I’m not going out on a limb here. History shows that after a spike in inflation drops, prices rarely revert to what they were. While prices do come down, it’s not to pre-inflationary levels. 

So while economists predict inflation will drop from a high of 8.5% to under 2%, prices won’t drop by those same proportions. The reason is simple: Businesses don’t have to. Most consumers will simply be relieved that prices are dropping. They won’t remember exactly what they were two years ago. (I don’t remember what I had for lunch last Tuesday, do you?)

Those same economists predict interest rates will also drop – but not to the ultra-low rates we saw during the Great Recession or Pandemic. How much interest rates come down depends on what the Federal Reserve does, and its Board of Governors don’t tell you in advance. Right now, they don’t know, because it takes time to crunch data on inflation and unemployment, plus CPI (Consumer Price Index) and PCE (Personal Consumption Expenditure).

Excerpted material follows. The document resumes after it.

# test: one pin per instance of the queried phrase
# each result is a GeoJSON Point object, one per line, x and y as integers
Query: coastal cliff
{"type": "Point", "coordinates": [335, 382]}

So overall, 2024 should be a year of plummeting inflation and interest rates, and even the “sleeper recession” could start to fade. The one big variable is…consumer debt. 

In 2022, credit card debt rose by $116 billion, for a total of 1.23 trillion overall. NerdWallet anticipates Americans will add another $100 billion in 2024. While that’s a drop, it’s still an unsustainable upward trend. 

Economies like the one experts are predicting for 2024 are exactly when you should be paying down your credit cards. Inflation and interest rates will drop, and even with prices permanently elevated, they’ll still come down. If you can’t build debt repayment into your budget, when will you ever? 

This is the time to get professional help with your personal debt. If you want 2024 to be the year you look back on as the first step to financial freedom, call a debt expert. Whatever year it is, you’ll get a free debt analysis and a list of options, personalized to your situation. 

Experts make a lot of predictions about the macro economy. Some come true, some don’t. But I can make this prediction about your economy: It’ll be better with less debt.